Code-focused Large Language Models (LLMs), such as CodeX and Star-Coder, have demonstrated remarkable capabilities in enhancing developer productivity through context-aware code generation. However, evaluating the quality and security of LLM-generated code remains a significant challenge. Existing evaluation protocols for Code LLMs lack both methodological rigor and comprehensive scope. A key limitation is dataset bias, which arises from unintentional overlap between training and testing data. Furthermore, while CodeBLEU, a BLEU-based metric, is widely used to assess code similarity, it suffers from critical shortcomings, including imprecise tokenization, structural limitations, and low reference diversity. To address these challenges, we introduce CFCEval, a novel framework for evaluating the quality and security of code generated by LLMs. CFCEval mitigates dataset bias by creating a new benchmark, MLVBench, and incorporates ELRM, a new metric designed to assess the relevance between reference code and generated code. CFCEval evaluates generated code across four dimensions: programming quality, vulnerability-fixing capability, post-transformation fixing capability, and relevance.

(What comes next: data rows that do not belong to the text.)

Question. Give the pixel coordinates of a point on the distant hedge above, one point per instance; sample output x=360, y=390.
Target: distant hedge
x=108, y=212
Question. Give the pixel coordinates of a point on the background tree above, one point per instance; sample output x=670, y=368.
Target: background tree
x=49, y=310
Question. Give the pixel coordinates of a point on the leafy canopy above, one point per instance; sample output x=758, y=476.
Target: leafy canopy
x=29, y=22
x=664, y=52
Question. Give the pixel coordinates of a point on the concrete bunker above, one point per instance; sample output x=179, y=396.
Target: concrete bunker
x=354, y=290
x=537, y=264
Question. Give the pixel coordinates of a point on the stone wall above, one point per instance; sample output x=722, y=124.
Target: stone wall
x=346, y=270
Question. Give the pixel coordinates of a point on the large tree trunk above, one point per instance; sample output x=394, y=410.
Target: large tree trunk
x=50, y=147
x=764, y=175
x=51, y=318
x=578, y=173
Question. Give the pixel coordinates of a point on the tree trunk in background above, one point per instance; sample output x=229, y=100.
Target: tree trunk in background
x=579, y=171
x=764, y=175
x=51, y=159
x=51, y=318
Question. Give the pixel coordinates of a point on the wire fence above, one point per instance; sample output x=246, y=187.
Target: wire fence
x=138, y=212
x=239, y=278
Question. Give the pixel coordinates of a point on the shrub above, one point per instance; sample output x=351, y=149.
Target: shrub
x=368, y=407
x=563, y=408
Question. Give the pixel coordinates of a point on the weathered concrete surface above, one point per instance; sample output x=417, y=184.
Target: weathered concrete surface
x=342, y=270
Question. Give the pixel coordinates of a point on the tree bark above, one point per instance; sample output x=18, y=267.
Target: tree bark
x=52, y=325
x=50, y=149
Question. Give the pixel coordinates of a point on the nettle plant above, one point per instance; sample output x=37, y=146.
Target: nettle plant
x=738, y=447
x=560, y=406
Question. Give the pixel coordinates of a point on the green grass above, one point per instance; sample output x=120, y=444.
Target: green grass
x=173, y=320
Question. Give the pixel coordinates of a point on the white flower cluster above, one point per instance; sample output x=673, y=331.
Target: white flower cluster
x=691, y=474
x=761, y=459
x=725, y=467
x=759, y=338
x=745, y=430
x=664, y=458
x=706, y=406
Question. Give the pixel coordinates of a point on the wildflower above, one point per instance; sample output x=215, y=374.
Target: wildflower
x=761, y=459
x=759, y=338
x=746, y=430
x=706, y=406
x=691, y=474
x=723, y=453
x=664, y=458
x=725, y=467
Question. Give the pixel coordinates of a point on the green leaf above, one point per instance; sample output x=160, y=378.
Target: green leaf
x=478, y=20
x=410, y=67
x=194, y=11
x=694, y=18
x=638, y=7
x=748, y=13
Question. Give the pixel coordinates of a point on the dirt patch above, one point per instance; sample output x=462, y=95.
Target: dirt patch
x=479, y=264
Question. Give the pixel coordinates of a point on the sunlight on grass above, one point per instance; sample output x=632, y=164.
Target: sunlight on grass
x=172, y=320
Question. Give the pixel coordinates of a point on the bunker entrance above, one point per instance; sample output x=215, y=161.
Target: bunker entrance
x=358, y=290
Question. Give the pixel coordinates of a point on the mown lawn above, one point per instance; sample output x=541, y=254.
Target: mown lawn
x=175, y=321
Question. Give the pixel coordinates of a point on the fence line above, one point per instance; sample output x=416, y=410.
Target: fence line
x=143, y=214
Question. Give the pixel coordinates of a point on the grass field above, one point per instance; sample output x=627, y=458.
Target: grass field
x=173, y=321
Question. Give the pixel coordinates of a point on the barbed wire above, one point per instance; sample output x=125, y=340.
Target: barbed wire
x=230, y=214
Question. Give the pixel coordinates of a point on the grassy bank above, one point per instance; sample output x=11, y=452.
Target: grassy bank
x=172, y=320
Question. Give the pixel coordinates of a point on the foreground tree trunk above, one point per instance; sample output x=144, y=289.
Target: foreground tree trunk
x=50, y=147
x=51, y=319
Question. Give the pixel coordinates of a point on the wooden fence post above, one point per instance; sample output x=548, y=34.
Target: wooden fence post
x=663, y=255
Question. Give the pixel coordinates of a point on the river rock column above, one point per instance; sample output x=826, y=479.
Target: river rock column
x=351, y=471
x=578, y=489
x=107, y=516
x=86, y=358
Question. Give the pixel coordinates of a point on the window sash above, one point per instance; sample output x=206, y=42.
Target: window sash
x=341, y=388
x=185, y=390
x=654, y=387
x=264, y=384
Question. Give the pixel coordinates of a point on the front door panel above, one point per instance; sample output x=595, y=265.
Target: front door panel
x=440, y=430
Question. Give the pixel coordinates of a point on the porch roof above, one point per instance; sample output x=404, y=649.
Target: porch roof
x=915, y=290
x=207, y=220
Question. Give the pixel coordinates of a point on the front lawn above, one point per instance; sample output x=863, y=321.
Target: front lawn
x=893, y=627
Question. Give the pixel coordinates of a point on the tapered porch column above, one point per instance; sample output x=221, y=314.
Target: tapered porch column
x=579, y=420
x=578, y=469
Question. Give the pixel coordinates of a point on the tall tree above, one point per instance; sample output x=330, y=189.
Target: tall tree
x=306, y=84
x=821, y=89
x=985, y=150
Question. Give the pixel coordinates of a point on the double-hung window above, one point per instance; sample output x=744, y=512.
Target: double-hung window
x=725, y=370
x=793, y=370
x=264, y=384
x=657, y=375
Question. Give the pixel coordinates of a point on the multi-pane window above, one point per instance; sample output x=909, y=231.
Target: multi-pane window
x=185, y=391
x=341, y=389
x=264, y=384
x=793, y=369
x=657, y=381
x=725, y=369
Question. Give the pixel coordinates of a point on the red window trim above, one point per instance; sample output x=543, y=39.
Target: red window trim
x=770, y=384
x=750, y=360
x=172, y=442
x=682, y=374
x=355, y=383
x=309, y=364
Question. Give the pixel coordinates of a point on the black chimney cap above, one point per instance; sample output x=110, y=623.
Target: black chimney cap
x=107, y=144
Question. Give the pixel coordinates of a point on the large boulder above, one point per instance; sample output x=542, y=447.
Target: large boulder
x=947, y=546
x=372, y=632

Our experiments show that CFCEval not only captures both quality and security aspects of generated code more effectively but also that its ELRM aligns more closely with human judgments than CodeBLEU, thus paving the way for future advancements in Code LLMs evaluation.

Paper Structure

This paper contains 23 sections, 1 equation, 5 figures, 6 tables.

Figures (5)

  • Figure 1: Overview of the CFCEval framework, highlighting the dataset, the four evaluation dimensions, and the corresponding metrics used to assess the code quality and security of Code LLMs.
  • Figure 2: Distribution of Vulnerabilities by CWE Types
  • Figure 3: The application of the CFCEval framework in our experiments, including vulnerable functions, vulnerable code, secure reference code, and generated code, illustrating the evaluation process.
  • Figure 4: Example 1. CodeBLEU: 22.03 , ELRM: 13.71.
  • Figure 5: Example 2. CodeBLEU: 62.87, ELRM: 94.95.